We have some great and dedicated sportsmen here on this forum and many who help our wildlife by donating their time and money on projects, banquets, and other pathways of support for them. I would just like to challenge every forum member here to do just one thing for our wildlife this year that make our way of life and tradition possible. If you know of any projects in your area let's post them here. Time and money are hard to come by these days but even simple things help keep our wildlife, public lands, and wild places nicer for us and our future generations to enjoy. Whether it be paying your $35 and joining one or more sportsmens groups this year, putting in hours on projects, being a dedicated hunter, cleaning up trash in an area, contacting a few more representatives, or introducing someone to hunting, fishing, or the outdoors, there are many ways each of us can contribute.
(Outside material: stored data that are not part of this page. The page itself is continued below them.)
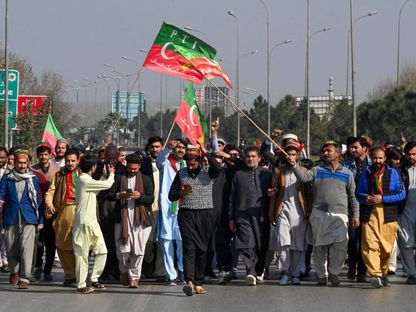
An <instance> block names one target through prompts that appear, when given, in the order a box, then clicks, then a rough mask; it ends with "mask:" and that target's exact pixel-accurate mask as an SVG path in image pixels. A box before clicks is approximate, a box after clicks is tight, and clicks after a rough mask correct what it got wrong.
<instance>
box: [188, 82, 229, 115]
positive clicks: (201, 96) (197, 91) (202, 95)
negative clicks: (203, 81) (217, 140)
mask: <svg viewBox="0 0 416 312" xmlns="http://www.w3.org/2000/svg"><path fill="white" fill-rule="evenodd" d="M219 89H220V90H221V91H222V92H223V93H224V94H225V95H226V96H229V88H228V87H219ZM195 97H196V102H197V103H198V105H199V107H201V109H202V112H203V114H204V115H205V116H208V115H209V110H210V107H211V109H213V108H214V107H218V108H221V109H222V110H223V111H224V113H225V115H228V114H229V113H231V108H230V104H229V103H228V100H227V99H226V98H225V97H224V95H222V94H221V92H219V91H218V90H217V89H216V88H214V87H210V86H205V87H203V88H195Z"/></svg>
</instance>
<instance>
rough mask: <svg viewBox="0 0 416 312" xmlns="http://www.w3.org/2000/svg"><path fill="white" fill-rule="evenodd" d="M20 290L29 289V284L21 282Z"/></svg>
mask: <svg viewBox="0 0 416 312" xmlns="http://www.w3.org/2000/svg"><path fill="white" fill-rule="evenodd" d="M19 289H29V284H28V283H26V282H24V281H20V282H19Z"/></svg>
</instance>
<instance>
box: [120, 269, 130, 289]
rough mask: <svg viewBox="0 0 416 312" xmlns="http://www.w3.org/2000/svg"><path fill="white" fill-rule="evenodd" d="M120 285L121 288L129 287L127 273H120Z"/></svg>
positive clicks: (127, 274)
mask: <svg viewBox="0 0 416 312" xmlns="http://www.w3.org/2000/svg"><path fill="white" fill-rule="evenodd" d="M120 284H121V285H123V286H129V273H126V272H125V273H120Z"/></svg>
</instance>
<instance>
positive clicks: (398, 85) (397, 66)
mask: <svg viewBox="0 0 416 312" xmlns="http://www.w3.org/2000/svg"><path fill="white" fill-rule="evenodd" d="M409 1H410V0H406V1H405V2H404V3H403V4H402V6H401V7H400V12H399V22H398V25H397V68H396V88H397V90H399V84H400V22H401V18H402V11H403V9H404V7H405V5H406V4H408V3H409Z"/></svg>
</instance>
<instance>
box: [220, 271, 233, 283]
mask: <svg viewBox="0 0 416 312" xmlns="http://www.w3.org/2000/svg"><path fill="white" fill-rule="evenodd" d="M232 279H233V276H232V272H226V271H223V272H221V273H220V279H219V280H218V284H219V285H226V284H228V283H229V282H231V280H232Z"/></svg>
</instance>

Let's all try and take one extra step to help what we love this summer or fall stay enjoyable for everyone now and in the future.


----------



## ridgetop (Sep 13, 2007)

I'll be packing in some minerals salt for the critters in the next month.


----------



## #1DEER 1-I (Sep 10, 2007)

RMEF Rendezvous

Where:	Richfield (Sevier County Fairgrounds) , UT	

More Info:
All are welcome to participate in the events that include a breakfast on Saturday followed by a guzzler construction work project on the Fishlake National Forest. The day concludes with dinner, live entertainment and raffles and games. Camping is available.

When:	June 24,2016
Contact:	Bryan Carter (435) 979-3960


----------